# Spherical Coordinates mass

1. Nov 16, 2008

### squeeky

1. The problem statement, all variables and given/known data
Use Spherical Coordinates.
Let H be a solid hemisphere of radius a whose density at any point is proportional to its distance from the center of the base.
a) Find the mass of H.
b) Find the center of mass of H.

2. Relevant equations
$$M=\int\int_D\int\delta dV$$
$$M_{yz}\int\int_D\int x \delta dV;M_{xz}\int\int_D\int y \delta dV;M_{xy}\int\int_D\int z \delta dV$$
$$C.O.M.=(\bar{x},\bar{y},\bar{z})$$
$$\bar{x}=\frac{M_{yz}}{M};\bar{y}\frac{M_{xz}}{M};\bar{z}\frac{M_{xy}}{M}$$

3. The attempt at a solution
I think that if we place the hemisphere's center at (0,0,0), then the limit of theta is from 0 to 2pi, phi is from 0 to pi/2, and rho is from 0 to a, while the density is equal to rho.

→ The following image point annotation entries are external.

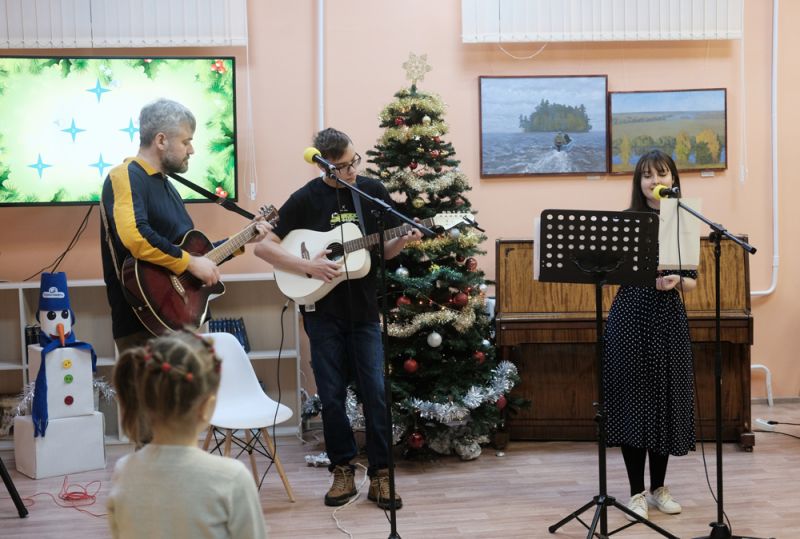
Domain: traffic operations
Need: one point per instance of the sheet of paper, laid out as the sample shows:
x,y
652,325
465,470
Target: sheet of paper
x,y
679,235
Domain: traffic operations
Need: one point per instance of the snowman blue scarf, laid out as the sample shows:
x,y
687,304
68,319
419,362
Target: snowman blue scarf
x,y
39,406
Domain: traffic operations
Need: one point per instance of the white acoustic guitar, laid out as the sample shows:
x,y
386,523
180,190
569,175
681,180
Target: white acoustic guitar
x,y
348,245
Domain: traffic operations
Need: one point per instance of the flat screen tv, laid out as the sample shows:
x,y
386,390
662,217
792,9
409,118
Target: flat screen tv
x,y
65,122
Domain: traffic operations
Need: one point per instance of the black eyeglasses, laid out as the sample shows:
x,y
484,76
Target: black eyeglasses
x,y
352,164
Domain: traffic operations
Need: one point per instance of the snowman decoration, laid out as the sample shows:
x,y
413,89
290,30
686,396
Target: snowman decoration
x,y
66,363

This gives me the equation:
$$M=\int^{2\pi}_0\int^{\pi/2}_0\int^a_0 \delta \rho^2 sin \phi d \rho d \phi d \theta$$
Solving this, I get a mass of $$\frac{a^4 \pi}{2}$$, $$M_{xy}=\frac{a^5\pi}{5}$$, Mxz=Myz=0. Then the center of mass is (0,0,2a/5).
Is this right?

2. Nov 16, 2008

### HallsofIvy

Staff Emeritus
You are told only that the density is proportional to the distance from the center. How can you possibly get a specific number as the mass? What happened to the "proportionality"? Other than that, I think you are correct.